Model Registry

Model Registry is a central repository for all your AI models. It allows you to manage your models, their versions, and their configurations. FloTorch gateway enables you to interact with multiple providers with a single OpenAI compatible API.

When a request is made to the gateway, the gateway will look for the model in the model registry and route the request to the appropriate provider.When configured with guardrails, the gateway will also check if the model is compliant with the guardrails

A FloTorch model can be configured with

Input Guardrails - A set of rules or policies to control the input of the model.
Router – Directs the processed input to the appropriate provider based on defined logic. Routing is available only when two or more provider models are configured for the version. Supported strategies:
- Fallback – Requests go to the primary model; if it fails, the gateway tries the next in the ordered list. You arrange models as Primary, Fallback 1, Fallback 2, etc.
- Round Robin – The gateway sends each request to the next provider in the list in turn.
- Weighted – Traffic is distributed by the weight you set per model (load balancing). Per model you can optionally add cost-based (first priority), keyword-based, or schedule-based routing (e.g. budget and alert threshold).
Cache – Caches responses to reduce latency and cost. On the canvas, click the Cache card to configure. Choose None, Simple (exact request match), or Semantic (match by meaning, using a similarity threshold). When cache is enabled, you can set minimum input tokens (e.g. only cache when the request has at least that many tokens).
Output Guardrails - A set of rules or policies to control the output of the model.
Provider Configuration - A set of configuration that you can configure to control the behavior of your AI resources.

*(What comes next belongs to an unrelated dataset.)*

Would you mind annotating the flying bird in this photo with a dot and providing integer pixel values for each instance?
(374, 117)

It is possible to configure a model with multiple providers and guardrails. The gateway will then route the request to the appropriate provider and apply the guardrails.

Embeddings

The Model Registry supports Embedding models in addition to Chat models. Embedding models are used to generate vector embeddings for your text via the gateway’s OpenAI-compatible POST /openai/v1/embeddings endpoint. They are also used when configuring vector storage (e.g., for Knowledge Base or RAG) to compute embeddings for documents and queries.

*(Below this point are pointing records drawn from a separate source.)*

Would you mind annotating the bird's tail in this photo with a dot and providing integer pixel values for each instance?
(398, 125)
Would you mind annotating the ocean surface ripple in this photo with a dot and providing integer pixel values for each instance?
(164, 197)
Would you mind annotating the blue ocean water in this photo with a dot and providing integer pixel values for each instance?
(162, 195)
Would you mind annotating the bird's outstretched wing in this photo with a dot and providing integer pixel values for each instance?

Chat models – Used for chat completions; support versioning, router, cache, and guardrails on the model version canvas.
Embedding models – Created by choosing type Embedding when creating a FloTorch model, then selecting an embedding provider and embedding model. They do not use the version configuration canvas; once created, they are ready to use as flotorch/<model-name> for the embeddings API or when linking to vector storage.